Comments on: The Bank of Cattaraugus’s numbers A slice of lime in the soda Sun, 26 Oct 2014 19:05:02 +0000 hourly 1 By: youniquelikeme Sun, 25 Dec 2011 02:26:35 +0000 Auros, when I wrote my message the previous one to mine was not yet up.

Even so, you are making assumptions that a person’s salary can be lumped in with his wife’s. I did say “total salaries are so low” relatively speaking to consider the man wealthy and I still maintain that. (why you had to take what I wrote out of context is beyond me) Perhaps he made his money elsewhere as TFF says.

No need to presume me wealthy, or elitist as I make a very modest income with which I do amazing things like take care of my family, pay off my mortgage and I started saving for college when my child was 4… so it is paid for. I am not sure why you presume otherwise.

My questions arose being the article Felix is writing about speaks of the banker’s “wealth”, his modest income (either he is making a modest income or his employees are grossly underpaid, being it doesn’t state what his salary is) and the millions he is spending on museums and depressed building… he and the bank.

By: TFF Sat, 24 Dec 2011 23:45:22 +0000 @Auros, it takes a while for a family earning $100k to accumulate $1.1M in equity. “A few decades” is about right.

That said, the bank is 130 years old, and presumably had a reasonable amount of equity to begin with. I doubt that Mr. Cullen needs to save additional equity at this point, even if the bank isn’t profitable enough to extract anything.

Note also that he might have additional sources of income (e.g. county tax collector, CPA, etc…) The bank is not necessarily his sole support.

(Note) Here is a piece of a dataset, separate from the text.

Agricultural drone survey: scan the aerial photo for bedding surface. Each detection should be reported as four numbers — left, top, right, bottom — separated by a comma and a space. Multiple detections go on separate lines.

Finally, an income of $100k goes rather farther than you might think in upstate NY. A much simpler (and more relaxed) lifestyle than we see in the cities.

By: Auros Sat, 24 Dec 2011 23:32:30 +0000 youniquelikeme, if you think $100k in salary is “so low”, you really should get out and meet somebody who takes care of a family and saves to put the kids through college on the median family income, which is something like HALF that $100k. If you make $100k while living only modestly better than the median lifestyly, you could easily be socking away $40k every year. In just five years, you’ve saved $200k; earning even a modest 5% on it, and reinvesting all of it, you’ve just upped your annual savings to $50k; and so on.

A family earning $100k that really wants to, can accumulate quite a lot of wealth over the course of just a few decades.

By: youniquelikeme Sat, 24 Dec 2011 19:08:43 +0000 I do not wish to be skeptical, but I am wondering how a man can become “wealthy” if the total salaries are so low. I do so hope that the operation is entirely legitimate and continues to be the pillar of the community. (It sounded too good to be true after reading the whole story)

Buying local rundown properties will keep the town more stable, but he sounds like he has Disneyesque ideas, using bank profits, and that doesn’t bode well in a poor economy. I hope his head is in the same place his heart is…being the bank makes little profit, yet millions are being spent on distressed properties.

Credit Unions are the Jimmy Stewart operations of today. I have no idea why people are not flocking to them, being they give among the best rates, negotiate with long term customers, return fees when you have steady deposits and have lower fees than most banks? People have a choice, yet don’t exercise it.

Given the choice of a large bank and this one, I would choose the local community bank…

By: onthelake Sat, 24 Dec 2011 17:35:06 +0000 Feuer describes Mr Cullen as “a well-to-do man”; but he’s clearly not extracting a huge salary from his bank


By the standards of middle USA, he would be ‘well to do’ in a small town. Both he and his wife work at the bank – 2 of the 8 employees. Assume that they each make 50% more than the other staff. $276,000 in salaries divided by [6 + (2 x 1 1/2) = employees at around $30,600 and him and his wife each at $46,000. His household would have $92,000 in salaries. Add in 1/3rd of the directors $34,000 and his household has $103,300 a year.

And out in the real wolrd – not the world of the NYC/DC chattering classes, $100,000 a year household income is ‘well to do.”



DOn’t know if the prior bak president was Jimmy Stewart but sure sounds like this guy is a distant cousin to the presidents of our 2 little community banks here in tow. Both only have 2 branches. Both have online banking and bill pay. Both are run just the same way.

By: FifthDecade Sat, 24 Dec 2011 14:18:32 +0000 The manager prior to 1957 wasn’t James Stewart by any chance, was it? :D

By: Frwip Sat, 24 Dec 2011 07:21:05 +0000 Credit unions can’t accept state and municipal deposits but states can create their own state bank like the Bank of North Dakota and get pretty much the same results.

Of course, bankers will lobby like mad against any state legislator who would have the impudence to try to cut them them off.